Market failure famines occur when free, competitive market forces, driven by agriculture, transportation, communication and trade, and enabled by an abiding government fail to assure minimal entitlement to food, either directly (through subsistence) or via trade for a large sector of society. Following Amartya Sen, entitlement failure is an economic phenomenon, broadly defined, in which individuals and households are
Most is known about household and community coping mechanisms in response to famines due to market failure. In cultures where food shortage or inaccessibility to large sectors of society is chronic, and threat of famine periodic, there exist indigenous responses that enable the local populace to cope, protect their entitlement, and minimize as best it can the risk of starvation as terms of exchange for food deteriorate (illustrated as a concept in Figure 4).
Numerous reports have suggested that nutritional deficiencies in general would cause adverse birth outcomes. As an example, a Dutch midwife found an increase in NTD in 1722 and 1732, 2 yr that were linked with poor crops. She also noted that the children with NTD came from the poorest homes in urban areas (1). A similar observation was made in the children who were exposed in utero to severe food shortage during the Second World War in Holland. In addition to a significant decrease in birth weight, there was also a significant increase in the rate of NTD (2).

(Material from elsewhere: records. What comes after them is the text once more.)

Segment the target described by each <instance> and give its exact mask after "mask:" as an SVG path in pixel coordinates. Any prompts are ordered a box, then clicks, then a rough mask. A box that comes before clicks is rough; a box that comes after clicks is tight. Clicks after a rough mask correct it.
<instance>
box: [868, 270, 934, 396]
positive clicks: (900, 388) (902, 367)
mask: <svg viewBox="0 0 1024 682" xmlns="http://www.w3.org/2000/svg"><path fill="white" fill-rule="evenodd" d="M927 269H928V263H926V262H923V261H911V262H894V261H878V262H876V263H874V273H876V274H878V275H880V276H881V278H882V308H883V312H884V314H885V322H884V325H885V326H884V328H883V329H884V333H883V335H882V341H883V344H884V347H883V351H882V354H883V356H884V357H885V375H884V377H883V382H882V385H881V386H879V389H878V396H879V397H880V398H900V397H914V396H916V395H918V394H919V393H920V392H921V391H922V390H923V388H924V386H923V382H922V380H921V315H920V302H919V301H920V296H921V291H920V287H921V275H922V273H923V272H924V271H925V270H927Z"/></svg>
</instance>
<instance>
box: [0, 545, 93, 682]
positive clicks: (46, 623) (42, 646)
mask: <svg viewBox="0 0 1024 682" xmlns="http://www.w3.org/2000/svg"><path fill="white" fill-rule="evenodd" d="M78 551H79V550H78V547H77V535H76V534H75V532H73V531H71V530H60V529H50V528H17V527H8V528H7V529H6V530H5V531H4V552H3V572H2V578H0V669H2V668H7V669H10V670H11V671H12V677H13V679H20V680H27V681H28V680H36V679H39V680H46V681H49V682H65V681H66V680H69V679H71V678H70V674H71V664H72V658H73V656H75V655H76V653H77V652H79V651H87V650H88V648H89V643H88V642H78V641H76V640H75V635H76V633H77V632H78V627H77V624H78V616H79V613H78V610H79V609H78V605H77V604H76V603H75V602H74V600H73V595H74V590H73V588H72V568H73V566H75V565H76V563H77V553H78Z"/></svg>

During 1913, Russians near Siberia experienced extreme food shortage and were forced to eat grains of wheat, millet, and barley that had been left outside during the winter. The melting snow increased the moisture content, which favored mold growth and resulted in a large outbreak of mycotoxicosis. The disease, referred to
The pattern of child growth, including dependency on older individuals for food and protection, small body size, slow rate of growth, and delayed reproductive maturation, entails liabilities. Mild-to-moderate energy under-nutrition is, perhaps, the most common risk, with estimates that 28 of all children, equaling 150 million, are undernourished in developing nations (UNICEF, 2001). Undernutrition may be due to food shortages alone, but equally likely it is due to work loads and infectious disease loads placed on children that compromise their energy balance (Worthman, 1993). Viewed in historical perspective, unreasonable work loads for
Budiansky, S., The Covenant of the Wild Why Animals Chose Domestication (New York Morrow, 1992) Clutton-Brock, J., Domesticated Animals from Early Times (London British Museum Natural History and Heinemann, 1981) Cohen, M. N., The Food Crisis in Prehistory Overpopulation and the Origins of Agriculture (New Haven Yale University Press, 1977) Serpell, J. A., In the Company of Animals, 2nd ed. (Cambridge Cambridge University Press, 1996) Zeuner, F. E., A History of Domesticated Animals (London Hutchinson, 1963).
Official Download Page Food For Freedom
Free version of Food For Freedom can not be found on the internet. And you can safely download your risk free copy of Food For Freedom from the special discount link below.